Technological Improvements to Healthcare
Over the past few years, technology has brought a number of nice changes to the healthcare industry. Not only has significant IT investment started to update a very antiquated health delivery system, it has brought a number of other changes, including:
- Better (and faster) access to medication – A big part of the medication delivery process is what is called prior authorization. Essentially, patients can’t gain access to their medication without prescription and insurance approval. As digital systems have been deployed, the medication supply chain functions much faster, providing patients with prior authorization to get the meds that their doctor provides without having to wait days (and sometimes longer) for their insurers to act.
- Smarter medical devices – Smart systems such as EMRs provide doctors and patients faster access to health information than ever before. With use of mobile devices and secure cloud environments, healthcare providers are able to offer doctors and other healthcare workers information that may have not been available to them in the past.
- Better foresight – The COVID-19 pandemic has taught us all that the next big problem may be just around the corner. Healthcare organizations can now use enhanced databases and other online tools to get ahead of potential outbreaks of contagious diseases faster and with more accuracy.

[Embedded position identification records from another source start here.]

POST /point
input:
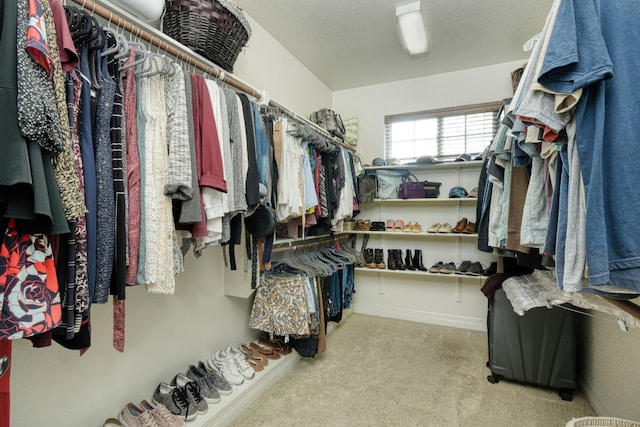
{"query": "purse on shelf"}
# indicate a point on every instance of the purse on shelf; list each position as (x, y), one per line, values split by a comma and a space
(432, 189)
(411, 188)
(389, 181)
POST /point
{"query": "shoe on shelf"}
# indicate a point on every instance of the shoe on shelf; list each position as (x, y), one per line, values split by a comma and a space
(399, 261)
(379, 258)
(369, 259)
(445, 228)
(448, 268)
(176, 400)
(492, 269)
(417, 260)
(227, 368)
(162, 416)
(241, 362)
(408, 261)
(460, 226)
(470, 228)
(434, 228)
(435, 268)
(256, 361)
(214, 377)
(475, 269)
(392, 261)
(132, 416)
(193, 391)
(463, 267)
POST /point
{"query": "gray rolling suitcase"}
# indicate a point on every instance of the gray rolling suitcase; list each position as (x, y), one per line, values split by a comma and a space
(538, 348)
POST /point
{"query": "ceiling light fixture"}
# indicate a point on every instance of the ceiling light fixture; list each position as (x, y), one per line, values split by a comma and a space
(412, 28)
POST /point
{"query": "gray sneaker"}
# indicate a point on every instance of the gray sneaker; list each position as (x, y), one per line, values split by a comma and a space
(216, 377)
(176, 400)
(208, 391)
(193, 392)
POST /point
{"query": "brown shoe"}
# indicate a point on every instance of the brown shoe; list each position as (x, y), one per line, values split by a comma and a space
(460, 226)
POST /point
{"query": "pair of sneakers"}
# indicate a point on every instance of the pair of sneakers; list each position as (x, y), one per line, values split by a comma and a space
(232, 364)
(148, 415)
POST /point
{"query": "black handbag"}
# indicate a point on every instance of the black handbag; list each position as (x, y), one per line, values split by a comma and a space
(330, 121)
(410, 187)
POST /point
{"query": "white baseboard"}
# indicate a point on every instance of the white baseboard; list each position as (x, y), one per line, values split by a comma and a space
(229, 407)
(422, 317)
(593, 398)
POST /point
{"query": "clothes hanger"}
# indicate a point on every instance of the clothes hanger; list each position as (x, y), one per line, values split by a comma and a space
(110, 33)
(154, 68)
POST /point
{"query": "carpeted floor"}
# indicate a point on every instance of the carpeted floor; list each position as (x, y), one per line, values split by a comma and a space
(386, 372)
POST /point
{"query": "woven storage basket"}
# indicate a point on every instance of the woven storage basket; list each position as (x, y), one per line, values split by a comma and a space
(215, 29)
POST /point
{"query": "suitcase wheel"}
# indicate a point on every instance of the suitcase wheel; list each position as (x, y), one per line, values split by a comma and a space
(566, 394)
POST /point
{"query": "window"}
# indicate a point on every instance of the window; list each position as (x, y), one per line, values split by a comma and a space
(443, 134)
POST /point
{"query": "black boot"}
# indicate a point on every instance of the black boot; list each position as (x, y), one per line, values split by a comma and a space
(399, 260)
(369, 258)
(408, 261)
(379, 258)
(392, 260)
(417, 260)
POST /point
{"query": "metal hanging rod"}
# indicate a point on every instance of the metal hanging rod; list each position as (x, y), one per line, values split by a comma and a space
(183, 53)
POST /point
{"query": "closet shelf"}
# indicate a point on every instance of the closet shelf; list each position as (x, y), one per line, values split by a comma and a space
(421, 235)
(419, 273)
(429, 166)
(427, 202)
(309, 239)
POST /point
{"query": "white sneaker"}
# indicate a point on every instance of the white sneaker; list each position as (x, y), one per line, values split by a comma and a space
(226, 367)
(241, 362)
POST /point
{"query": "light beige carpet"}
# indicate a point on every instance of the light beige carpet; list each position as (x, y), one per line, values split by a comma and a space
(386, 372)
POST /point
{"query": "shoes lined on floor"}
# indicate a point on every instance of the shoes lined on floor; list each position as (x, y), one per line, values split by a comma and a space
(176, 400)
(462, 226)
(190, 394)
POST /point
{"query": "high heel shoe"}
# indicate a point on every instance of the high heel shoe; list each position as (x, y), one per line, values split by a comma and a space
(399, 261)
(408, 261)
(417, 260)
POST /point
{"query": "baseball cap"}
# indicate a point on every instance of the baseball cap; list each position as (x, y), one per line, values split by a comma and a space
(457, 193)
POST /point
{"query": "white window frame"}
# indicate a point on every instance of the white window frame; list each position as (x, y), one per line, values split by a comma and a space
(440, 115)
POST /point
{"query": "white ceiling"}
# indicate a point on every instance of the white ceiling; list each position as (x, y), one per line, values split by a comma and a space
(353, 43)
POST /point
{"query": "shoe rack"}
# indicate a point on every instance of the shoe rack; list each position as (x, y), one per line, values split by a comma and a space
(441, 298)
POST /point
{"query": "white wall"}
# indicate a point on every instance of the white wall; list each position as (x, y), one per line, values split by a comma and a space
(164, 334)
(267, 65)
(442, 301)
(609, 369)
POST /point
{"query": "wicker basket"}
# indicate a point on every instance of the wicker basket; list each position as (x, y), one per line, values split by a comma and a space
(215, 29)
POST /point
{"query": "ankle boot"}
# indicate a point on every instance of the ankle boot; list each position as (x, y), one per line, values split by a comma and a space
(399, 260)
(392, 261)
(417, 260)
(369, 258)
(379, 258)
(408, 261)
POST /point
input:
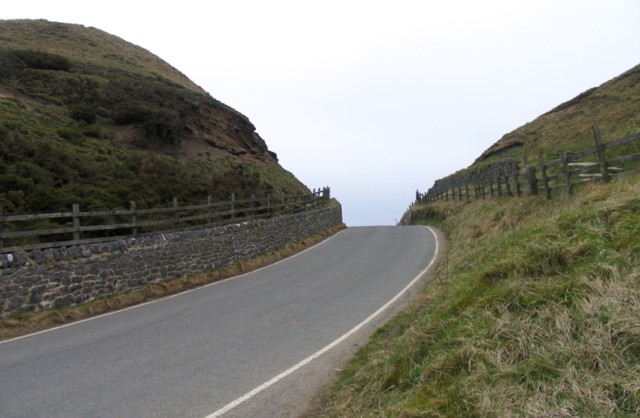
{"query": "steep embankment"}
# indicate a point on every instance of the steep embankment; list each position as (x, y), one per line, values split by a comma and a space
(534, 312)
(89, 118)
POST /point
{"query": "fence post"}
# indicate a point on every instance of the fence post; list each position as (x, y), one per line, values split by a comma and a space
(233, 205)
(545, 179)
(533, 181)
(604, 172)
(176, 219)
(567, 173)
(75, 208)
(134, 217)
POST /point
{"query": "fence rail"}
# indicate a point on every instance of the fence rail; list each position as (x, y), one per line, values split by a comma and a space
(603, 162)
(21, 232)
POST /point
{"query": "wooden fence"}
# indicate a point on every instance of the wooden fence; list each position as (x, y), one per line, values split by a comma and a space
(20, 232)
(603, 162)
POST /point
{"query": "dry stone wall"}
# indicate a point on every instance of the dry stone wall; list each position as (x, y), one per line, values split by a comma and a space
(61, 277)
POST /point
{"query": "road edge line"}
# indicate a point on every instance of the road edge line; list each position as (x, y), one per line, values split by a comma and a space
(317, 354)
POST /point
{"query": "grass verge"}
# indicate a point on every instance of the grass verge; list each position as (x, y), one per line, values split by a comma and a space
(534, 311)
(27, 323)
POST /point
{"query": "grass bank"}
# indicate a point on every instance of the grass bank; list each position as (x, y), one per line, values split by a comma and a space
(26, 323)
(534, 311)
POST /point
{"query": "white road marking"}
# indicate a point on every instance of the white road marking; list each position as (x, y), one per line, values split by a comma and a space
(312, 357)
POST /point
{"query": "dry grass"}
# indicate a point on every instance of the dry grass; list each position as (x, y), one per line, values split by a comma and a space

The Issue with Data Privacy
With all that is good about the use of enhanced information systems, there is one big elephant in the room that is keeping it from being all good news. The more IT is used to disseminate personal health information (PHI), the more it is at risk for cyberattack. This fact has been long considered a sticking point for health providers as a reason not to update their systems, and it is a very legitimate one. Cybercriminals are always on the hunt for an individual’s personal information and nothing is as personal as healthcare information.
To this end, the more healthcare organizations and insurers focus on IT implementation, the more they are going to have to invest in cybersecurity. Otherwise the whole integration is at risk. It would be a shame to have technology aimed at improving the whole health care process be a futile investment if they don’t work to improve the security of their information systems. Currently, there is a push in the U.S. to have the Food and Drug Administration establish clear and concise guidelines that organizations have to meet concerning the cybersecurity of these systems and any endpoints related to them.
Additionally, many systems that use innovative technologies like blockchain and artificial intelligence are being developed with the hope that they, too, can help improve the security of PHI and further help these healthcare organizations meet their goals of providing better care and doing what they can to keep costs down.
Have you noticed an increase in technology when you’ve visited the doctors? Leave your thoughts in the comments below and return here frequently as we discuss technology and how it fits into business and society.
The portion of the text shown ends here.